With respect to the company’s key commodities, the average benchmark API4 Richards Bay Coal Terminal (RBCT) export price for the first six months of the year is expected to average $101/t, compared with $112/t in the second half of 2023, free-on-board (FOB), a decline from the previous six months.

Additionally, the iron-ore fines price for the first half of the year is expected to average $117 per dry metric tonne (DMT), including the cost and shipping to China, down from $121/DMT in the previous six months.

Total coal production, including buy-ins, and sales volume for the first six months of the year are expected to decrease by 14% and 12%, respectively, mainly owing to reduced demand from Eskom for coal produced at the Grootegeluk mine, based on the utility’s latest internal plan.
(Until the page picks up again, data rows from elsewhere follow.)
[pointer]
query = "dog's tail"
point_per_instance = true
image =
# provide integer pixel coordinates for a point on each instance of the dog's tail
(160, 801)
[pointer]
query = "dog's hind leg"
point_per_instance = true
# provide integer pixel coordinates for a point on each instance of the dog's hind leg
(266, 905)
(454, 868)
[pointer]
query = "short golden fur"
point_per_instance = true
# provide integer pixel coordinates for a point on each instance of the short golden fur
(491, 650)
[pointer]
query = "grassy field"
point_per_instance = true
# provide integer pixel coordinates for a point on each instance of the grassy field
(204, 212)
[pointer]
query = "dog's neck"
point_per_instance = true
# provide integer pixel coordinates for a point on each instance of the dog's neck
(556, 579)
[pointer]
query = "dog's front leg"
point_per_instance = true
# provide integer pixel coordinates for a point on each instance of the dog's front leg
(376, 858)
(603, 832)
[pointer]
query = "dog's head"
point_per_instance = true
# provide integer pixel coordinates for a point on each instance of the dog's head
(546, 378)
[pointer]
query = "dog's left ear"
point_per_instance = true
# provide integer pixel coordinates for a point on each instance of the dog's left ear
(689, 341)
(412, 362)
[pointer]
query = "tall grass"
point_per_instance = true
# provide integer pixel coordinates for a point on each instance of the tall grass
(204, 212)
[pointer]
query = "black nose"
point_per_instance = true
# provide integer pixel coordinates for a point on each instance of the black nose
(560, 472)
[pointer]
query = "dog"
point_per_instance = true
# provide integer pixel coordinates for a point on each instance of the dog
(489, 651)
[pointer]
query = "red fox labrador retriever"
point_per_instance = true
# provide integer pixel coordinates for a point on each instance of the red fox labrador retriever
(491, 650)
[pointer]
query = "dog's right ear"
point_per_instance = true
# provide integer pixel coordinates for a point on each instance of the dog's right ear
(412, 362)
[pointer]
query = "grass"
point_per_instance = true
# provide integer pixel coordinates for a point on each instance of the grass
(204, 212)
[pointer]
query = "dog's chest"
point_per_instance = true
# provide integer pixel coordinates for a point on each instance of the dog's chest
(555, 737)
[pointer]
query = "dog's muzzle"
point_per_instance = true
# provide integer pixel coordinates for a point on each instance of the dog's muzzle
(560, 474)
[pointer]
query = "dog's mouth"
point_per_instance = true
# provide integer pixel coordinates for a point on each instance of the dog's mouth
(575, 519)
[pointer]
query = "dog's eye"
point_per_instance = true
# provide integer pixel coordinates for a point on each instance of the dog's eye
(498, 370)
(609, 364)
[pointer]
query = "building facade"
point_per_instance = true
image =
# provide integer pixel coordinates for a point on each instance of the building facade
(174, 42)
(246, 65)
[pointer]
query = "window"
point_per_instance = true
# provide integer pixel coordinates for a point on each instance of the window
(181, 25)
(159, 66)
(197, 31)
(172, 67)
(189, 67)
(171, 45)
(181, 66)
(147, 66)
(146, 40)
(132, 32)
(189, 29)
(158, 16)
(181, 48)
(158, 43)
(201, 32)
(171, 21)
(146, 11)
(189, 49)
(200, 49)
“In terms of our capital allocation programme, we expect the capital expenditure for the first half of the year in our coal business to be about 33% lower, owing to lower sustaining capital expenditure spend at the Grootegeluk complex,” the company reported on June 25.

As at May 31, the group had net cash of R15.3-billion, excluding energy’s net debt of R4.2-billion.

Despite the soft start to the year, Exxaro FD Riaan Koppeschaar said global economic growth prospects had improved, mainly led by an upward revision to the anticipated economic performances of the US, Europe, the UK and India.

Following a higher-for-longer headline consumer price index in the US, the initial policy rate reductions were postponed and are expected to take effect during the second half of the year.

“The group therefore has sufficient liquidity and will remain a going concern for the foreseeable future,” Koppeschaar assured shareholders.

Meanwhile, as of May 31, the group has achieved a total of 21 months without a work-related fatality but recorded four lost-time injuries, resulting in a lost-time injury frequency rate (LTIFR) of 0.06 against the set target of 0.05.

The current performance indicates a 25% improvement when compared with the same period last year, which saw an LTIFR of 0.08. Exxaro has recorded zero high-potential incidents across the group, compared with four for the year ended December 31, 2023.

“To sustain this further, various safety initiatives have been deployed across all our business units,” Koppeschaar said.

Exxaro will release its audited interim results on August 15.